Yeah, if the game has enough other defense options to keep the pace of the fight going, then guard crush can work because you have a ton of other ways to escape pressure, but the player pays for it by not utilizing enough of things to do so.

…But what of games that have attacks specifically for breaking someone’s guard wide open? SF4 is one immediate example everyone would think of (Focus), but that one carries a risk.
And other games before it? Street Fighter EX games had a dedicated command to launch a guard crush move, ArcSys Hokuto No Ken (Fist of the North Star) had the hilariously awesome Banishing Strike move (horizontal launcher), where if you charged it, a blocking character would get shoved backwards while still in block pose (just like ANIME) until they hit the wall behind them (then they fall over, unless other person abuses the joystick to recover). Also had another move (Heavy Strike, I think?) that can stun people in place, blocking or no.

Don’t see anything wrong with those since the aggressor has to take some type risk since those move usually have start up at which point defender can either attempt to counter or take defensive measure. Their been some games where the player can minimize the risk or even make the outcome guaranteed but that another story.

Yeah, hence my own overall point waay earlier in that most people hate Dizzies is mostly because of hating to lose control of their character before an official loss.

Something as simple as another bar that shows you your Stun/Dizzy threshold tends to ease the pain more because, like said before, both players can utilize and watch for it, another way to manipulate the fight into one’s favor.

As long as the mechanic is thought of well ahead of time and implemented in the game with those mechanics in mind, everything should work out just fine for that game. Heck, didn’t the King of Fighters games made Dizzying extremely uncommon in the more recent titles? (or have they been removed entirely?) I suspect it’s mostly due to the average pace of the match that happens (i. e. fairly fast) as well as, like said earlier, enough defending mechanics stacked for everyone that the guard crush works as the big-payoff method of doing good in kicking the opponent’s ass around who sits there and blocks too much.

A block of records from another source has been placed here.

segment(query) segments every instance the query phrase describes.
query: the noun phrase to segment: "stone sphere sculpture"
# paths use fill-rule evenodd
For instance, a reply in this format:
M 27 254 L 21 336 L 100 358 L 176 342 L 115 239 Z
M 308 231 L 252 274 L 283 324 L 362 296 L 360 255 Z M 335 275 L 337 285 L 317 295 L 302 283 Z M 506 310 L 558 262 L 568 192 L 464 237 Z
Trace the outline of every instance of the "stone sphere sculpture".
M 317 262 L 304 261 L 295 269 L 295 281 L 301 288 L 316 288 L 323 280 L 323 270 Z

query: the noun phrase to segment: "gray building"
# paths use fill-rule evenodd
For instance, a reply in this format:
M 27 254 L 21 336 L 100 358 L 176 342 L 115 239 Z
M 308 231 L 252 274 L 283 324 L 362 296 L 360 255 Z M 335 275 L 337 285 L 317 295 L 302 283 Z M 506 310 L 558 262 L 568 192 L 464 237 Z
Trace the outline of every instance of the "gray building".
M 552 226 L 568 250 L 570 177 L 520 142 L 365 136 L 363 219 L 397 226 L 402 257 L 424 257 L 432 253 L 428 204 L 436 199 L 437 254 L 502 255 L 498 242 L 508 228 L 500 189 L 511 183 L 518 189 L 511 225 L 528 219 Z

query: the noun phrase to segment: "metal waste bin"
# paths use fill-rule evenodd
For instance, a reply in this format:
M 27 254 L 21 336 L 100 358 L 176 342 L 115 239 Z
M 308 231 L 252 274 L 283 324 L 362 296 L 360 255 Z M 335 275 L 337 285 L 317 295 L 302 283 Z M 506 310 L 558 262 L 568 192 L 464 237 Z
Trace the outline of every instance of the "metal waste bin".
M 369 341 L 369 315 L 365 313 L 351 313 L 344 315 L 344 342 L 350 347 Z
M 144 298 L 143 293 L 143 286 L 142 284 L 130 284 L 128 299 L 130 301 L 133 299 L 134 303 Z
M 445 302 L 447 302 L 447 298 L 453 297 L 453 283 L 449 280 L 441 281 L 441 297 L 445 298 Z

Minor exception being the Maximum Impact series. While fun, having a constant guard crush state after it happens initially is rather overdoing it (to explain, once you get guard crushed, your block meter slowly refills… but while it’s filling up back to full automatically, you cannot block for the entire duration. Oh yeah, maybe for a single hit, but then you’re ‘crushed’ again, forcing the player to become a mobile turtle).

ponders

Trying to think… oh yeah, anyone remember that off-the-wall 'follow-the-blood-train-leader- fighting game Bloodstorm? Predated Fist of the North Star by giving everyone a instant-kill total dismemberment attack. But can only be done if the victim gets stunned in the round (which, due to how the whole game behaves, seems to be the main point).

Actually no, the guard bar on GGX to GGAC+R doesn’t work like that.
Yes, is true that when you just let it rise by sitting there blocking it puts you on counter hit state and makes it easier to juggle you, but it doesn’t give you any benefit on offense.
What it does is that it protects you when you the longer the combo goes, it makes it difficult for your oponent to juggle you by increasing the gravity making you heavier and applying a modifier to your hitstun/untechable time making it shorter.

I guess that you are confusing it with the benefit that you get from the Tension bar from being aggressive, but that doesn’t work like that either.
The pulse rate increases with every offensive action while it decreases with every non offensive action like back dashing, the higher the pulse rate the quicker you get tension bar (aka super bar)

I don’t really know if the RISC bar from Xrd works exactly like the Guard bar, since it doesn’t have negative values like the later so i am not sure if you get the protection from it, or if that is attached to another hidden bar.

Whatever the general point stands, by being offensive you take less damage.

Also i said guard break stinks most of the time, not all of the time.